I am designing an application that requires of a distributed set of processing workers that need to asynchronously consume and produce data in a specific flow. For example:
- Component A fetches pages.
- Component B analyzes pages from A.
- Component C stores analyzed bits and pieces from B.
There are obviously more than just three components involved.
Further requirements:
- Each component needs to be a separate process (or set of processes).
- Producers don't know anything about their consumers. In other words, component A just produces data, not knowing which components consume that data.
This is a kind of data flow solved by topology-oriented systems like Storm. While Storm looks good, I'm skeptical; it's a Java system and it's based on Thrift, neither of which I am a fan of.
I am currently leaning towards a pub/sub-style approach which uses AMQP as the data transport, with HTTP as the protocol for data sharing/storage.

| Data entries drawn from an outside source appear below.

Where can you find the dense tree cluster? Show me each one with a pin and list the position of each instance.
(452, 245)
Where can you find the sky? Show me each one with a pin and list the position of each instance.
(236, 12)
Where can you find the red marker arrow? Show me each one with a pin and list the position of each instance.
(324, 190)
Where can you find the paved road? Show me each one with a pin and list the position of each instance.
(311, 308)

This means the AMQP queue model becomes a public API — in other words, a consumer needs to know which AMQP host and queue that the producer uses — which I'm not particularly happy about, but it might be worth the compromise.
Another issue with the AMQP approach is that each component will have to have very similar logic for:
- Connecting to the queue
- Handling connection errors
- Serializing/deserializing data into a common format
- Running the actual workers (goroutines or forking subprocesses)

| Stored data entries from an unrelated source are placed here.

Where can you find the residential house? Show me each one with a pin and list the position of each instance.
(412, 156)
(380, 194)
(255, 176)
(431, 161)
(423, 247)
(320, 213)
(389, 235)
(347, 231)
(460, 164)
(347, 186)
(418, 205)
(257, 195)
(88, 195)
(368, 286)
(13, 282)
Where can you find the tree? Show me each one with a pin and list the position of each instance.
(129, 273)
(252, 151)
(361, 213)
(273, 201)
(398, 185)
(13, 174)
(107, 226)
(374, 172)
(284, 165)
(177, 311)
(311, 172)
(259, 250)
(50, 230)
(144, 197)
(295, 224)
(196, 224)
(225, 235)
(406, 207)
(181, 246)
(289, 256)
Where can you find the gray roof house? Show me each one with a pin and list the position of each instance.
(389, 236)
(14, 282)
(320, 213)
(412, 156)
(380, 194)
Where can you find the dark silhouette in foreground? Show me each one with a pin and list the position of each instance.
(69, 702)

- Dynamic scaling of workers
- Fault tolerance
- Node registration
- Processing metrics
- Queue throttling
- Queue prioritization (some workers are less important than others)
…and many other little details that each component will need.

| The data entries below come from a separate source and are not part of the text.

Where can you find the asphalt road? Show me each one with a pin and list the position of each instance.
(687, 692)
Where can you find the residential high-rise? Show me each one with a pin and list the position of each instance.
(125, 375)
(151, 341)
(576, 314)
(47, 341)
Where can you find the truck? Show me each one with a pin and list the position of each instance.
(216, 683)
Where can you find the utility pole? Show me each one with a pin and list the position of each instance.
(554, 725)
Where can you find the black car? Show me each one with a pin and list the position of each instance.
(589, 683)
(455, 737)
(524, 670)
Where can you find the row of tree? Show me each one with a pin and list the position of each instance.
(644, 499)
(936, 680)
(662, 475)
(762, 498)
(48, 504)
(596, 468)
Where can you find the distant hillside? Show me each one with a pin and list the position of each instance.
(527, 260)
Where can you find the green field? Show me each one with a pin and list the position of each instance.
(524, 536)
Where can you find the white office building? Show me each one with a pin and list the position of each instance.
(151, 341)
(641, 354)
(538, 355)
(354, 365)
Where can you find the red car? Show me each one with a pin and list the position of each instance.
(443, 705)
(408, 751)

Even if a consumer is logically very simple (think MapReduce jobs, something like splitting text into tokens), there is a lot of boilerplate. Certainly I can do all this myself — I am very familiar with AMQP and queues and everything else — and wrap all this up in a common package shared by all the components, but then I am already on my way to inventing a framework.
Does a good framework exist for this kind of stuff?
Note that I am asking specifically about Go. I want to avoid Hadoop and the whole Java stack.
Edit: Added some points for clarity.